Data Collection and Synthetic Scene Generation
Here we give detailed descriptions of the dataset for dense descriptor learning. As mentioned in the paper, we synthetically create the scenes using raw data from publicly available datasets and the Internet without any human or robot labor. In total, we collected 130 distinct instances of 16 object classes as shown in Fig.1. It is noteworthy that the corresponding object binary masks are also collected from the publicly available datasets.
For synthetic data generation, we employ a simple yet reliable scheme as prior work, that is, overlaying object instance masks on randomly selected background images and establishing pixel correspondences accordingly. Details are described as below.

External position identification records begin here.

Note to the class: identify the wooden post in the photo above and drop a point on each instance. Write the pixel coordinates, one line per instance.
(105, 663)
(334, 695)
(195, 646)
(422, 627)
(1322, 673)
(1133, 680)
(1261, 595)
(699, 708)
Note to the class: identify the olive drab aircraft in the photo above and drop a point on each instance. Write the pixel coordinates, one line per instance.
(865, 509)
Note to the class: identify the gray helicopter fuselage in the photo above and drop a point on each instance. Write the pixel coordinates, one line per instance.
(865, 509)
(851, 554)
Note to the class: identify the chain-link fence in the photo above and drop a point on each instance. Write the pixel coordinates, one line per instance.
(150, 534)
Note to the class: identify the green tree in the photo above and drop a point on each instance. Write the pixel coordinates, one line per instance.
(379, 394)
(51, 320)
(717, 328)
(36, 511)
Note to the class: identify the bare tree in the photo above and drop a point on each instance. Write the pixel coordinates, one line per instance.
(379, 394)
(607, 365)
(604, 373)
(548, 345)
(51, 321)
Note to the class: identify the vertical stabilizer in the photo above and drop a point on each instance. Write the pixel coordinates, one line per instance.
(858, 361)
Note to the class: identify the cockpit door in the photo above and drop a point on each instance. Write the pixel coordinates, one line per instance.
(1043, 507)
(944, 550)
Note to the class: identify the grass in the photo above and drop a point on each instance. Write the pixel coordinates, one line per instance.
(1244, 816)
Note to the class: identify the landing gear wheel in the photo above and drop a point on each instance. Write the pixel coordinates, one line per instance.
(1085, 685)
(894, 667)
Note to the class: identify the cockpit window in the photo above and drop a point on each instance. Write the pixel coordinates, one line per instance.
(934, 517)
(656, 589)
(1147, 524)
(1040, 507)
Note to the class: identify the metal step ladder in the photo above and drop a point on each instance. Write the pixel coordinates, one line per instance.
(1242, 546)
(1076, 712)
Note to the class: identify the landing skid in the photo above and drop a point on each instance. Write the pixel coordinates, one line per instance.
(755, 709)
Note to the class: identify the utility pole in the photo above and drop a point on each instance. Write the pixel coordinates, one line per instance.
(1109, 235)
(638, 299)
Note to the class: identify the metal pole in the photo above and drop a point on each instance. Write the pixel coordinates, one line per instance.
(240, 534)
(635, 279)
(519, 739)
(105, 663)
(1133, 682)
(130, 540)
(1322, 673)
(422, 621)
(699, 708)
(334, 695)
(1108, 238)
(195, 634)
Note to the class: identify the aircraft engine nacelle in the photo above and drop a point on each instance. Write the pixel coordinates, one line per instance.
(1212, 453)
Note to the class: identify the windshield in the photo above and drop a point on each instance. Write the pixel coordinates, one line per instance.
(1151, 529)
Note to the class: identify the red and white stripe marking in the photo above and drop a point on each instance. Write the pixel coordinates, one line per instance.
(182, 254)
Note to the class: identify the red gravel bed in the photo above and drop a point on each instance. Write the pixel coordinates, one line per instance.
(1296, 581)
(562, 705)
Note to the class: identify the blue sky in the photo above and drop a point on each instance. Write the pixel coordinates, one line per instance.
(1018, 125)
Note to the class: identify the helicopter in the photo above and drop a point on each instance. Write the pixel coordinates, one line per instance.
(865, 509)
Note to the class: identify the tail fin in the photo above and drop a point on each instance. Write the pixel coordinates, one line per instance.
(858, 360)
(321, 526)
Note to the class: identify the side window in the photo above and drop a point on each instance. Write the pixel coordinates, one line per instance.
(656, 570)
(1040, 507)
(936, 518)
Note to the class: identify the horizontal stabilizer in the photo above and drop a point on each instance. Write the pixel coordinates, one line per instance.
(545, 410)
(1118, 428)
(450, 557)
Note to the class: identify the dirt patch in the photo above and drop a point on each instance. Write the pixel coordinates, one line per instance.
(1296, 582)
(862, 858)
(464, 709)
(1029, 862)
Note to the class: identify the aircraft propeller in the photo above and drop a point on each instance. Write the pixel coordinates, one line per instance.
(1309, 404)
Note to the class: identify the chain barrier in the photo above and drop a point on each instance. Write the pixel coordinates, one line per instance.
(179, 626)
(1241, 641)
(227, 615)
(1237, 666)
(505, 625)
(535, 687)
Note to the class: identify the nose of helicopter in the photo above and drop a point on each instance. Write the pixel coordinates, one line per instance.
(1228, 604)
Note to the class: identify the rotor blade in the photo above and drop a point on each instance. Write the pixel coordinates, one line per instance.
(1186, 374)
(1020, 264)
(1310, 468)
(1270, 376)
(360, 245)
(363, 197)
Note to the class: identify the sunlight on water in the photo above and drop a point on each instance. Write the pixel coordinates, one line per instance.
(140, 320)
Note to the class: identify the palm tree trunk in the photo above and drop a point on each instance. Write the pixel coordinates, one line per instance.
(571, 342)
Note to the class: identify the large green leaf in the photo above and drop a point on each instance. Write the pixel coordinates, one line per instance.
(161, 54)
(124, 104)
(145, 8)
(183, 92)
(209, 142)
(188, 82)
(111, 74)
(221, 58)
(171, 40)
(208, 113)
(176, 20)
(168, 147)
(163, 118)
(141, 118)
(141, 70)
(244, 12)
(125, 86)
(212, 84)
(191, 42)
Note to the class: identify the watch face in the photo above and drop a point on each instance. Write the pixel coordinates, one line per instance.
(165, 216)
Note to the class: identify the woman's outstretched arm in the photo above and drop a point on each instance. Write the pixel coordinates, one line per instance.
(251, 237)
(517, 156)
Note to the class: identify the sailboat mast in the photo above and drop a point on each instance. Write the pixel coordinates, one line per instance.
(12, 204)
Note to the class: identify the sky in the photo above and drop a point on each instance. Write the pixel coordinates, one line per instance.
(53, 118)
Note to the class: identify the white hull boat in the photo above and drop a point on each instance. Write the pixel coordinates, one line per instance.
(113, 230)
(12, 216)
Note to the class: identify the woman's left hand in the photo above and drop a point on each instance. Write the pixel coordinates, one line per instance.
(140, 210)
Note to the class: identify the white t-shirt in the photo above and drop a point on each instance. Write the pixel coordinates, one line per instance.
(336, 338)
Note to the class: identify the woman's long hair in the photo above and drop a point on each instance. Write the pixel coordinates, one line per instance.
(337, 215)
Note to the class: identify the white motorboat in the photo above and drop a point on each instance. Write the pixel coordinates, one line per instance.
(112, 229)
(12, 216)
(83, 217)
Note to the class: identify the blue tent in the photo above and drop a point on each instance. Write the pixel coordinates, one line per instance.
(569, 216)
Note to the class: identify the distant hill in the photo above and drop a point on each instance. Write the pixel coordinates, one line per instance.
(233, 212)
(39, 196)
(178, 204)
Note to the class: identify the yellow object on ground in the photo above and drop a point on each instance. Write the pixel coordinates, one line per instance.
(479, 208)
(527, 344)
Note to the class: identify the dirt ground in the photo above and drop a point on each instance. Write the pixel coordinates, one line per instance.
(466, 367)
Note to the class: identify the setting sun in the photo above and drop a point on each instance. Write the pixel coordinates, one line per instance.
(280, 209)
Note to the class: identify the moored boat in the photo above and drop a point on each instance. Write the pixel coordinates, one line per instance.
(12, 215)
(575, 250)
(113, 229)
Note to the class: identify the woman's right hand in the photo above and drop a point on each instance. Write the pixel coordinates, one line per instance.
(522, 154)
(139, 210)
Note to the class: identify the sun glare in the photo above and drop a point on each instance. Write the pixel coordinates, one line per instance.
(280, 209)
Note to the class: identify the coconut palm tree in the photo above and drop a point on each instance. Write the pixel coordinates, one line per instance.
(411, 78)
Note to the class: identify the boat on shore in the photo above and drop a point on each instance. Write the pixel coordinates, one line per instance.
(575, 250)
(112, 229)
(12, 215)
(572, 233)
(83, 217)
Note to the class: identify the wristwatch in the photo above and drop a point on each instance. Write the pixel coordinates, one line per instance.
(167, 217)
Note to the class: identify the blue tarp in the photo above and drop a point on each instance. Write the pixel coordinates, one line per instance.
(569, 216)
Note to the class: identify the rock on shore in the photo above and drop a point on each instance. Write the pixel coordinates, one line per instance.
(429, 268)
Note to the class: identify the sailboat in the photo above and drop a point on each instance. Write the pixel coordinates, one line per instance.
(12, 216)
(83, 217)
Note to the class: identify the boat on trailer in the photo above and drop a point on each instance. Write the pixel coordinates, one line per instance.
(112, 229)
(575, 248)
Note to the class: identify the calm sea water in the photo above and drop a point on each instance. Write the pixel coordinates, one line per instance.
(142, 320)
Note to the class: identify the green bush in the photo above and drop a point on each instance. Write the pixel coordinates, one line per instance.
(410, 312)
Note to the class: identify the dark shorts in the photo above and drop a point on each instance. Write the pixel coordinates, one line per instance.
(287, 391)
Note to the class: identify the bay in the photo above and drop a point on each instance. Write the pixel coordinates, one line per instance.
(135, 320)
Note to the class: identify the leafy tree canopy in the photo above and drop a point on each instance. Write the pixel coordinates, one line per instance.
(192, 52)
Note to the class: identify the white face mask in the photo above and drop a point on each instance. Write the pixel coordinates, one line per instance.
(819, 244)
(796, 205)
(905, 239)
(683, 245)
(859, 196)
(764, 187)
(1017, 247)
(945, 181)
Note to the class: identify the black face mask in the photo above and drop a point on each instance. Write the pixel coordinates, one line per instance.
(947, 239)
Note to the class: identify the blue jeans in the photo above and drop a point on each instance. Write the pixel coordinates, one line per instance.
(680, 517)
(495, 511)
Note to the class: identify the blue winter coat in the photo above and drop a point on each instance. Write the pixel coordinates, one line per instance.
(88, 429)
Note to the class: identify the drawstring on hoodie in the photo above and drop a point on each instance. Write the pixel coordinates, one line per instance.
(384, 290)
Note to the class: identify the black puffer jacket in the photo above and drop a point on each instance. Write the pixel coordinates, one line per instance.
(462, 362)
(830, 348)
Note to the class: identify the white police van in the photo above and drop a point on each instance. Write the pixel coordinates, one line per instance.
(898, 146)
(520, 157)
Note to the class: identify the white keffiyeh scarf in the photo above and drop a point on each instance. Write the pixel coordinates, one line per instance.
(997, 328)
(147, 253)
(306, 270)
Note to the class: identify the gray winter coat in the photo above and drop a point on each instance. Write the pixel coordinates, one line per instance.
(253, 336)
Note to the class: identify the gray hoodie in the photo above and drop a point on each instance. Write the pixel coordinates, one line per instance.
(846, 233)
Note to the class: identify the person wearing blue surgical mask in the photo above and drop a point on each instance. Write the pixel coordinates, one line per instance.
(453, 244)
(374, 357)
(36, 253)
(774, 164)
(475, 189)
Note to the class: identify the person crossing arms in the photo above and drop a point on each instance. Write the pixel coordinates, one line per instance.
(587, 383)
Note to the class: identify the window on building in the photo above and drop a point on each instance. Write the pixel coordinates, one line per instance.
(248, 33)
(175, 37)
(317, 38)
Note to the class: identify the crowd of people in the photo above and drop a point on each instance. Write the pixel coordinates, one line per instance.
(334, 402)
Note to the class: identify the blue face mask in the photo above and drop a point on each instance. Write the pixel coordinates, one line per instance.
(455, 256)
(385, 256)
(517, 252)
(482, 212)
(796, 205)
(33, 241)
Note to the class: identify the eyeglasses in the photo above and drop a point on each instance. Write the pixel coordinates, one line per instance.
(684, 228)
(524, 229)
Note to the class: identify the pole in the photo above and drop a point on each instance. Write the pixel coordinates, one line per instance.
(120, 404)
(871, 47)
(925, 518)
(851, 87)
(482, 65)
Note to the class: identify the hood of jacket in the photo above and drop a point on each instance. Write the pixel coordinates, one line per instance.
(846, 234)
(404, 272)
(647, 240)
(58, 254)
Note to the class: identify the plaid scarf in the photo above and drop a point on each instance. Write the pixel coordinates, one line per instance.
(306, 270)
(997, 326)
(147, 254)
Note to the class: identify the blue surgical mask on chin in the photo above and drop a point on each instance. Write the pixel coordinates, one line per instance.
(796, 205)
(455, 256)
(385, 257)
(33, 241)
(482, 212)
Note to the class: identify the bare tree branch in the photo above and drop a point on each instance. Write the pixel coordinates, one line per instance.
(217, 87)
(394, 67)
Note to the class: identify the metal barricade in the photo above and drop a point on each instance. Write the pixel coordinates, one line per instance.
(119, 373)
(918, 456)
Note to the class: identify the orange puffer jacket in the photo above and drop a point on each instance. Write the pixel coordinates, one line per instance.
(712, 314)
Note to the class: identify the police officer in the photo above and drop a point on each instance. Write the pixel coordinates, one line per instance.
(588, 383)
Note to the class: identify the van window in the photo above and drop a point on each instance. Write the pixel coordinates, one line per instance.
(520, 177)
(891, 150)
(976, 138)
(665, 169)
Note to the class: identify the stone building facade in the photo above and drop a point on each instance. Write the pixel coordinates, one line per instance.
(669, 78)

As shown in Fig.2, we first randomly select N objects of N classes from the collected raw data. Thus for each selected object, its category label and binary mask are known at the beginning. Then the object is randomly rotated by θa and θb and resized by two scale factors λa and λb respectively. Afterwards, the two rotated and resized instances are overlaid on two randomly selected scene images Ia and Ib at the locations (xa,ya) and (xb,yb) respectively. Since both of the two instances are the regular variants of the same object, we can establish precise pixel correspondences between them without extra efforts. Besides, by overlaying the corresponding rotated and resized binary masks on two black images, the ground-truth segmentation maps for the training of the segmentation branch are also available.
To further improve the matching performance of our multi-object dense descriptor, we also introduce cross-instance training data which are rarely considered in prior work. As illustrated in Fig.3(a), two different instances within one class are overlaid on two background images with random rotation and scaling. Similarly, object category label and binary segmentation map could be easily obtained. However, it is hard to derive matched pixel pairs from cross-instance data in the aforementioned manner. Instead, we sample grasping-based matched pixel pairs from cross-instance data using the grasp affordance prediction model.